Positron emission tomography (PET) imaging with radiotracers that target translocator protein 18 kDa (TSPO) has become a popular approach to assess putative neuroinflammatory processes and associated microglia activation in psychotic illnesses. It remains unclear, however, whether TSPO imaging can accurately capture low-grade inflammatory processes such as those present in schizophrenia and related disorders. Therefore, we evaluated the validity of TSPO as a disease-relevant marker of inflammation using a translational approach, which combined neurodevelopmental and neurodegenerative mouse models with PET imaging in patients with recent-onset schizophrenia and matched controls. Using an infection-mediated neurodevelopmental mouse model, we show that schizophrenia-relevant behavioral abnormalities and increased inflammatory cytokine expression are associated with reduced prefrontal TSPO levels. On the other hand, TSPO was markedly upregulated in a mouse model of acute neurodegeneration and reactive gliosis, which was induced by intrahippocampal injection of kainic acid. In both models, the changes in TSPO levels were not restricted to microglia but emerged in various cell types, including microglia, astrocytes and vascular endothelial cells. Human PET imaging using the second-generation TSPO radiotracer [C]DPA-713 revealed a strong trend towards reduced TSPO binding in the middle frontal gyrus of patients with recent-onset schizophrenia, who were previously shown to display increased levels of inflammatory cytokines in peripheral and central tissues. Together, our findings challenge the common assumption that central low-grade inflammation in schizophrenia is mirrored by increased TSPO expression or ligand binding. Our study further underscores the need to interpret altered TSPO binding in schizophrenia with caution, especially when measures of TSPO are not complemented with other markers of inflammation. Unless more selective microglial markers are available for PET imaging, quantification of cytokines and other inflammatory biomarkers, along with their molecular signaling pathways, may be more accurate in attempts to characterize inflammatory profiles in schizophrenia and other mental disorders that lack robust reactive gliosis.

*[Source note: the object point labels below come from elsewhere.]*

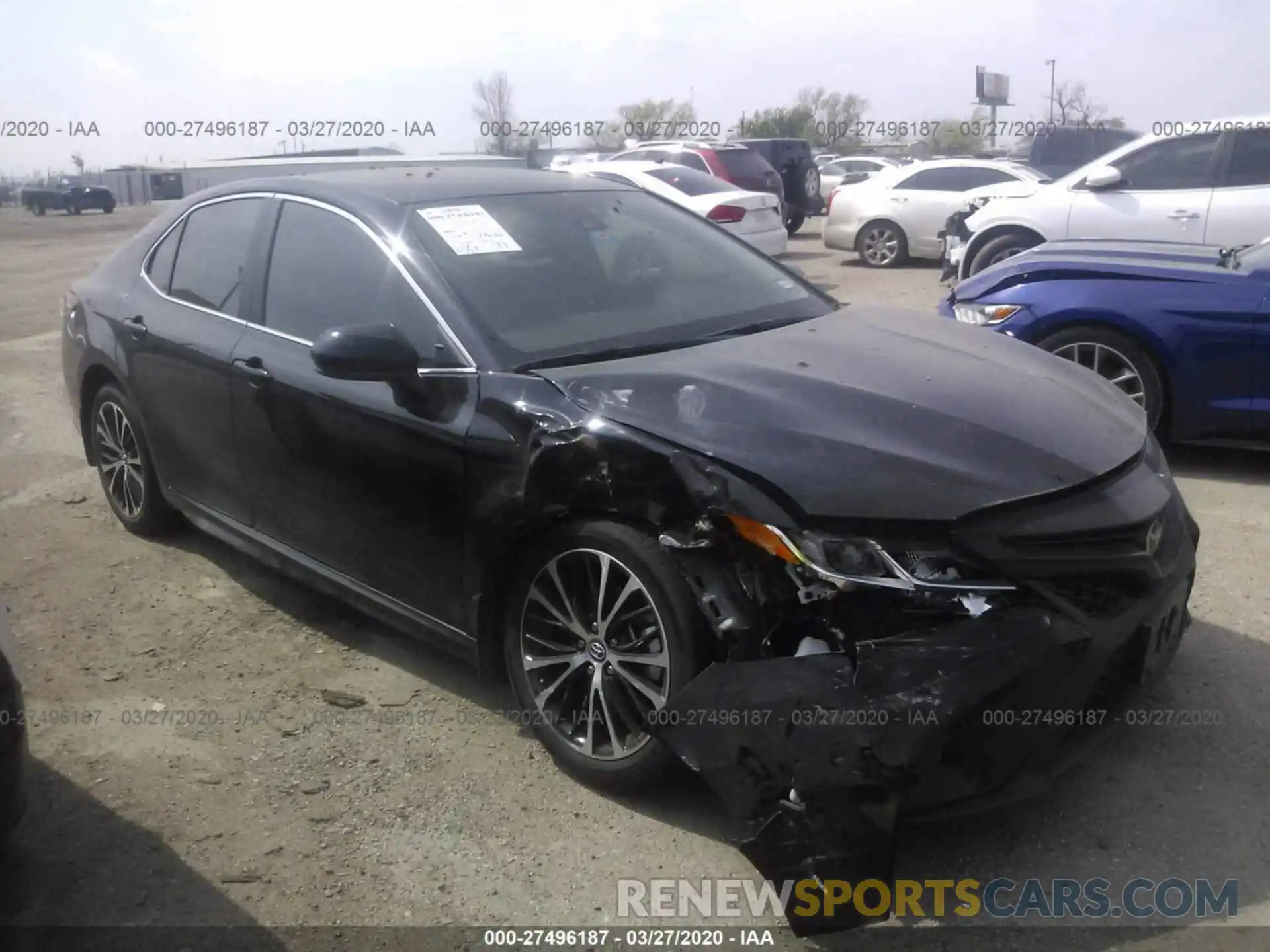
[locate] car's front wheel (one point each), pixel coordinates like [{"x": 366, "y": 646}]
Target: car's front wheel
[
  {"x": 600, "y": 633},
  {"x": 1000, "y": 249},
  {"x": 883, "y": 244},
  {"x": 125, "y": 466},
  {"x": 1117, "y": 358}
]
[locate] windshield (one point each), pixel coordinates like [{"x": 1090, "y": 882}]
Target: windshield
[
  {"x": 691, "y": 182},
  {"x": 1028, "y": 172},
  {"x": 562, "y": 277}
]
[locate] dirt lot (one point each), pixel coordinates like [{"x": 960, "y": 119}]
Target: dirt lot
[{"x": 267, "y": 809}]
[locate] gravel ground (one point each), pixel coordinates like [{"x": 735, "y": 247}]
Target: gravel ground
[{"x": 207, "y": 781}]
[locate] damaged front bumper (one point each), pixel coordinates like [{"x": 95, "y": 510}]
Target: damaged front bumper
[{"x": 824, "y": 756}]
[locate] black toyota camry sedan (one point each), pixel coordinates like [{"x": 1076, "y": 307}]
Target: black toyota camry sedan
[{"x": 689, "y": 503}]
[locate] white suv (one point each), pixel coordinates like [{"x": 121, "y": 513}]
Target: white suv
[{"x": 1201, "y": 182}]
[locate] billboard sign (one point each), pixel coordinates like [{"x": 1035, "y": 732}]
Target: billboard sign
[{"x": 991, "y": 88}]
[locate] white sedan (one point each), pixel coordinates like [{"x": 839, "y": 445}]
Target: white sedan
[
  {"x": 898, "y": 214},
  {"x": 752, "y": 216}
]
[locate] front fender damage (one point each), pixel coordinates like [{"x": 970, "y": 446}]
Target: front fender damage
[{"x": 816, "y": 752}]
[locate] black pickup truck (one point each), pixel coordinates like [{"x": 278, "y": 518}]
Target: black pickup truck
[{"x": 66, "y": 194}]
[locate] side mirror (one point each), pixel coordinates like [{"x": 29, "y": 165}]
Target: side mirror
[
  {"x": 1103, "y": 177},
  {"x": 368, "y": 352}
]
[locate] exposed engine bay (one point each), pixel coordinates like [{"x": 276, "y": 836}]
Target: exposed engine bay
[{"x": 864, "y": 673}]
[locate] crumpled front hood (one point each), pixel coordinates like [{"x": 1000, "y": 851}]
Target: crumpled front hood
[
  {"x": 1154, "y": 260},
  {"x": 874, "y": 413}
]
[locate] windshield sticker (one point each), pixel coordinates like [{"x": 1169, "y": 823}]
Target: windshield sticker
[{"x": 469, "y": 230}]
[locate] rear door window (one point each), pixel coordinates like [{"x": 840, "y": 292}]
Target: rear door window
[
  {"x": 214, "y": 254},
  {"x": 743, "y": 163},
  {"x": 1250, "y": 159}
]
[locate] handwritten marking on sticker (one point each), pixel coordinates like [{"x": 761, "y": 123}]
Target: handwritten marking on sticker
[{"x": 469, "y": 230}]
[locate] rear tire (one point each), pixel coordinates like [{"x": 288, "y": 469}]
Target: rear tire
[
  {"x": 1111, "y": 356},
  {"x": 125, "y": 465},
  {"x": 658, "y": 621}
]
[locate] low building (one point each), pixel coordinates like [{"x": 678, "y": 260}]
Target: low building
[{"x": 196, "y": 178}]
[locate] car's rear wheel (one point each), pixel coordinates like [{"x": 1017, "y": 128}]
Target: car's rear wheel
[
  {"x": 600, "y": 633},
  {"x": 1000, "y": 249},
  {"x": 1117, "y": 358},
  {"x": 125, "y": 466},
  {"x": 883, "y": 244}
]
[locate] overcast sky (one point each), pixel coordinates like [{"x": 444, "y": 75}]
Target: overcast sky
[{"x": 122, "y": 63}]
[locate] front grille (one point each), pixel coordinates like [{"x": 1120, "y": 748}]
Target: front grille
[{"x": 1101, "y": 596}]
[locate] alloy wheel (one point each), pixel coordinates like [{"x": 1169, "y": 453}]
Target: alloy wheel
[
  {"x": 880, "y": 245},
  {"x": 1108, "y": 364},
  {"x": 120, "y": 460},
  {"x": 595, "y": 653}
]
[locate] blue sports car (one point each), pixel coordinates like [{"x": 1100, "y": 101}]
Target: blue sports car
[{"x": 1183, "y": 329}]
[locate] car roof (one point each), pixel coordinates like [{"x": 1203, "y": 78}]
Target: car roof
[
  {"x": 625, "y": 167},
  {"x": 414, "y": 186}
]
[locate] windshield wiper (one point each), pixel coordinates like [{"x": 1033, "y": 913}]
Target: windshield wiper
[
  {"x": 1230, "y": 257},
  {"x": 771, "y": 323},
  {"x": 614, "y": 353}
]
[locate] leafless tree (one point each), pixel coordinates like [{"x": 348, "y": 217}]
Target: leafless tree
[
  {"x": 494, "y": 106},
  {"x": 1074, "y": 104}
]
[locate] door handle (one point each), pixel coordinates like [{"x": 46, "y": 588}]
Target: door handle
[{"x": 254, "y": 368}]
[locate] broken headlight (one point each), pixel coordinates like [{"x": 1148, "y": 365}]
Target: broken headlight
[
  {"x": 984, "y": 314},
  {"x": 851, "y": 560}
]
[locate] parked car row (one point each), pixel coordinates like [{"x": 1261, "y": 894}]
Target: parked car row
[
  {"x": 1209, "y": 187},
  {"x": 897, "y": 214}
]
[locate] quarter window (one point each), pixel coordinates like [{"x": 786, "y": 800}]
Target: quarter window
[
  {"x": 1180, "y": 163},
  {"x": 212, "y": 255},
  {"x": 325, "y": 272},
  {"x": 159, "y": 268},
  {"x": 1250, "y": 159}
]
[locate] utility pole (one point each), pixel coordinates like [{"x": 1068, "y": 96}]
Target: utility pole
[{"x": 1052, "y": 66}]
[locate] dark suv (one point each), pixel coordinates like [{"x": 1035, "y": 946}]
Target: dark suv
[
  {"x": 1057, "y": 151},
  {"x": 793, "y": 159},
  {"x": 742, "y": 167}
]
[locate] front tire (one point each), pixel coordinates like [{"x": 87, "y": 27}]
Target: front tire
[
  {"x": 125, "y": 466},
  {"x": 599, "y": 634},
  {"x": 883, "y": 244},
  {"x": 1000, "y": 249},
  {"x": 1117, "y": 358}
]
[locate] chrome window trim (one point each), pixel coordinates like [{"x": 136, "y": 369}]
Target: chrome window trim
[{"x": 441, "y": 321}]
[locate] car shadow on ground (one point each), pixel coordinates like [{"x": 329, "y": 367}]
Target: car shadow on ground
[
  {"x": 1232, "y": 465},
  {"x": 1155, "y": 799},
  {"x": 74, "y": 862}
]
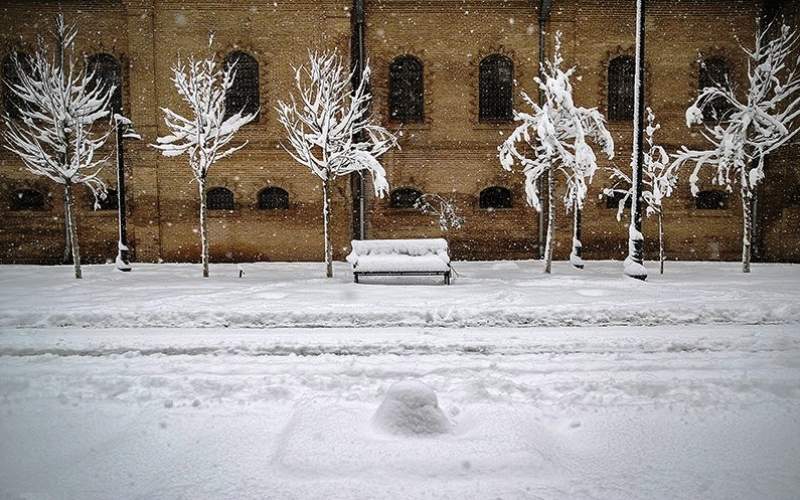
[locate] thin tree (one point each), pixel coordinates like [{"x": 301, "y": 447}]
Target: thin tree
[
  {"x": 331, "y": 132},
  {"x": 553, "y": 138},
  {"x": 58, "y": 105},
  {"x": 204, "y": 135},
  {"x": 747, "y": 130},
  {"x": 659, "y": 181}
]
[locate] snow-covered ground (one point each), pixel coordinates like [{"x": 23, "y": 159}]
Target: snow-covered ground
[
  {"x": 646, "y": 412},
  {"x": 695, "y": 395},
  {"x": 484, "y": 294}
]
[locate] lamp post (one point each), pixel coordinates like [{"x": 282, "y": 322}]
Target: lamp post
[
  {"x": 634, "y": 263},
  {"x": 123, "y": 130}
]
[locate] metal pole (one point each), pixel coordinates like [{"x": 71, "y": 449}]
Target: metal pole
[
  {"x": 123, "y": 253},
  {"x": 358, "y": 61},
  {"x": 634, "y": 263}
]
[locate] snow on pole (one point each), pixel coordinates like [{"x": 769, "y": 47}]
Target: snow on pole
[{"x": 634, "y": 263}]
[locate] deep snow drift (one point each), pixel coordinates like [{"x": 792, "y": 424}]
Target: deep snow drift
[
  {"x": 506, "y": 293},
  {"x": 708, "y": 412}
]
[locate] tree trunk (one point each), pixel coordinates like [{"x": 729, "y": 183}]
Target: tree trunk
[
  {"x": 747, "y": 225},
  {"x": 201, "y": 185},
  {"x": 326, "y": 230},
  {"x": 661, "y": 255},
  {"x": 551, "y": 222},
  {"x": 67, "y": 258},
  {"x": 72, "y": 231}
]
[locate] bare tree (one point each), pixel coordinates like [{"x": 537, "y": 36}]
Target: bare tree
[
  {"x": 58, "y": 106},
  {"x": 206, "y": 133},
  {"x": 746, "y": 131},
  {"x": 556, "y": 133},
  {"x": 331, "y": 132}
]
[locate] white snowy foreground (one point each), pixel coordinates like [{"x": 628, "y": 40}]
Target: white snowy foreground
[
  {"x": 483, "y": 294},
  {"x": 708, "y": 412},
  {"x": 694, "y": 394}
]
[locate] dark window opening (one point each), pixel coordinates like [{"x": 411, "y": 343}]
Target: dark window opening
[
  {"x": 406, "y": 91},
  {"x": 11, "y": 67},
  {"x": 107, "y": 71},
  {"x": 621, "y": 77},
  {"x": 714, "y": 72},
  {"x": 495, "y": 197},
  {"x": 711, "y": 200},
  {"x": 244, "y": 94},
  {"x": 219, "y": 199},
  {"x": 404, "y": 198},
  {"x": 273, "y": 198},
  {"x": 110, "y": 202},
  {"x": 27, "y": 199},
  {"x": 495, "y": 89},
  {"x": 613, "y": 200}
]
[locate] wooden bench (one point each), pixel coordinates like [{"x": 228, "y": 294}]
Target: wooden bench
[{"x": 423, "y": 257}]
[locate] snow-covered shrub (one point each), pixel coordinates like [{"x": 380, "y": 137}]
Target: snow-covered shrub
[
  {"x": 330, "y": 129},
  {"x": 205, "y": 134},
  {"x": 411, "y": 408},
  {"x": 56, "y": 133},
  {"x": 554, "y": 138},
  {"x": 747, "y": 130}
]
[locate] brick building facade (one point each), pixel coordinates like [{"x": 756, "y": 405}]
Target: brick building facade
[{"x": 450, "y": 150}]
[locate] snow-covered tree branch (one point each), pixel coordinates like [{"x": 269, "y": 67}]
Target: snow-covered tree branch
[
  {"x": 750, "y": 128},
  {"x": 553, "y": 138},
  {"x": 204, "y": 135},
  {"x": 331, "y": 131},
  {"x": 58, "y": 107},
  {"x": 659, "y": 181}
]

正电子发射断层扫描(PET)成像技术使用放射性示踪剂靶向 18kDa 转位蛋白(TSPO),已成为评估精神疾病中假定的神经炎症过程和相关小胶质细胞激活的一种流行方法。然而,TSPO 成像是否能准确捕捉到精神分裂症和相关疾病中存在的低水平炎症过程尚不清楚。因此,我们采用转化方法评估 TSPO 作为炎症相关疾病标志物的有效性,该方法结合了神经发育和神经退行性小鼠模型以及伴有首发精神分裂症和匹配对照的患者的 PET 成像。我们使用感染介导的神经发育小鼠模型表明,与精神分裂症相关的行为异常和炎症细胞因子表达增加与前额叶 TSPO 水平降低有关。另一方面,在海马内注射海人酸诱导的急性神经退行性和反应性神经胶质增生的小鼠模型中,TSPO 明显上调。在这两种模型中,TSPO 水平的变化不仅限于小胶质细胞,而且出现在各种细胞类型中,包括小胶质细胞、星形胶质细胞和血管内皮细胞。使用第二代 TSPO 放射性示踪剂 [C]DPA-713 的人类 PET 成像显示,在以前显示外周和中枢组织中炎症细胞因子水平升高的首发精神分裂症患者的中额回中,TSPO 结合呈现出明显的下降趋势。总的来说,我们的研究结果挑战了一个常见的假设,即精神分裂症中的中枢低度炎症与 TSPO 表达或配体结合增加相对应。我们的研究进一步强调需要谨慎解释精神分裂症中改变的 TSPO 结合,尤其是当 TSPO 的测量方法没有与其他炎症标志物相结合时。除非有更具选择性的小胶质细胞标志物可用于 PET 成像,否则定量分析细胞因子和其他炎症生物标志物及其分子信号通路可能更能准确地描述精神分裂症和其他缺乏活跃神经胶质增生的精神障碍中的炎症特征。